Better signal-to-noise ratio is obtained when combining the images from an array coil 6-13 used in magnetic resonance imaging apparatus by using the relative sensitivity of each coil obtained by division of the images from each coil on a pixel by pixel basis.

Description

MAGNETIC RESONANCE IMAGING This invention relates to magnetic resonance (MR) imaging. A prior art magnetic resonance imaging apparatus is shown in Figure 1. A patient I (shown in section) is slid axially into the bore 2 of a superconducting magnet 3, and the main magnetic field is set up along the axis of the bore, termed by convention the Z-direction.

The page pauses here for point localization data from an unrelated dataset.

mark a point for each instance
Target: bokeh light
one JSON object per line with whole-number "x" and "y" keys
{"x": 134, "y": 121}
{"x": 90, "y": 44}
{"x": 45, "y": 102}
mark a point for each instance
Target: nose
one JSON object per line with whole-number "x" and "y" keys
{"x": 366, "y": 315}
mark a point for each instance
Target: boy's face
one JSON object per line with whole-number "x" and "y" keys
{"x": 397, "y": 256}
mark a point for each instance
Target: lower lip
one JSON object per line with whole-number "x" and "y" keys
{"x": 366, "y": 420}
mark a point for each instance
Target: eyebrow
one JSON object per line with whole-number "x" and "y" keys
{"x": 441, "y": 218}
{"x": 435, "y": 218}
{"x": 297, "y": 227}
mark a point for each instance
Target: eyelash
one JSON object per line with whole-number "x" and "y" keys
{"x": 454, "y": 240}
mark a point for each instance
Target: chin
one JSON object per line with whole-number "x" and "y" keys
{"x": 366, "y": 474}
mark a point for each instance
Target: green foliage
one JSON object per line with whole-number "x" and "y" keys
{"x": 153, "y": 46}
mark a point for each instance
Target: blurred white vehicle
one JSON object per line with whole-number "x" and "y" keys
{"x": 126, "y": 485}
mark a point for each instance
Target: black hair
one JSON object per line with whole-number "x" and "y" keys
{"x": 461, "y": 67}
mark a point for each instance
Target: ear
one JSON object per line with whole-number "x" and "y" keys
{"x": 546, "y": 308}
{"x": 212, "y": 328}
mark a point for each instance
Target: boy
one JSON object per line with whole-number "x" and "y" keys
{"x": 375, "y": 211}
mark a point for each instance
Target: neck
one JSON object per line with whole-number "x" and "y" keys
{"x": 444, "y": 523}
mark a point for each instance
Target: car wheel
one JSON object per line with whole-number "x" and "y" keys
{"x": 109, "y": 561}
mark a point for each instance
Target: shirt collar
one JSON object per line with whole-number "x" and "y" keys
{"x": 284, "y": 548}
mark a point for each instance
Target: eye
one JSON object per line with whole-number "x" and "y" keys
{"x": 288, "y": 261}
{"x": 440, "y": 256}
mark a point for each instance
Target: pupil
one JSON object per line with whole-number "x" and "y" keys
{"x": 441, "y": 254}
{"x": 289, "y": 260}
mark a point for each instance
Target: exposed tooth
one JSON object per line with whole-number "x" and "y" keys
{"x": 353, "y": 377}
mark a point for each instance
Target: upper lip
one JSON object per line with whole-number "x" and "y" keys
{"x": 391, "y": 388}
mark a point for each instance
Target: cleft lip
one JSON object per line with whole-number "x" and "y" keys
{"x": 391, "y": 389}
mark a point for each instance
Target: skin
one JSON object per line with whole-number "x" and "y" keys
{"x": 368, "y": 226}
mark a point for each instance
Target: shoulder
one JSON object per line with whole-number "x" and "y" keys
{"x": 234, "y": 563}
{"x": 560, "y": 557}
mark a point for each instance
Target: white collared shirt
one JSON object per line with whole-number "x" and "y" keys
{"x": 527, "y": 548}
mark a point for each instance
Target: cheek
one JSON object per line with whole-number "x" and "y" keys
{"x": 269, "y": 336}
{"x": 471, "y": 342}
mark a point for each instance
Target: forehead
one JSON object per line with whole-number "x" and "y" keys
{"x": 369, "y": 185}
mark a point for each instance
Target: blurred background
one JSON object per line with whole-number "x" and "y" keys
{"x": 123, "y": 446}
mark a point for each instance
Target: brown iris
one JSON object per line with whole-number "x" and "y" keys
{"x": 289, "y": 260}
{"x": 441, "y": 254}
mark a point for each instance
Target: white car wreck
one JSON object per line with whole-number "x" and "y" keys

Magnetic field gradients are set up, for example, in the Z-direction, to confine the excitation of magnetic resonant (MR) active nuclei (typically hydrogen protons in water and fat tissue) to a particular slice in the Z-direction e. g. that illustrated in Figure 1 and, in the horizontal X and the vertical Y-directions as seen in Figure 1, to encode the resonant MR nuclei in the plane of the slice. An r. f transmit coil (not shown) applies an excitation pulse to excite the protons to resonance, and an r. f. receive coil array consisting of a pair of coils 4,5 picks up relaxation signals emitted by the disturbed protons.

To encode/decode received signals in the Y-direction, the signals are detected in the presence of a magnetic field gradient, termed a frequency encode or read-out (R. O.) gradient, to enable different positions of relaxing nuclei to correspond to different precession frequencies of those nuclei about the direction of the main magnetic field due to the influence of the gradient. The data is digitised, and so for each r. f. excitation pulse, a series of digital data points are collected, and these are mapped into a spatial frequency domain known as k-space (Figure 2). Each r. f. pulse permits at least one column of digital data points to be collected.

To encode/decode the received signals in the X-direction, after each r. f. pulse has been transmitted and before data is collected with the read-out gradient applied, a magnetic field gradient in the X-direction is turned on and off. This is done for a series of magnitudes of magnetic field gradients in the X-direction, one r. f. pulse typically corresponding to a different magnitude of gradient in the X-direction. The series of measurements enable spatial frequencies to be built up in the X-direction.

On the k-space matrix shown in Figure 2, the columns of data points correspond to data collected at different magnitudes of phase-encode (P. E. ) gradients.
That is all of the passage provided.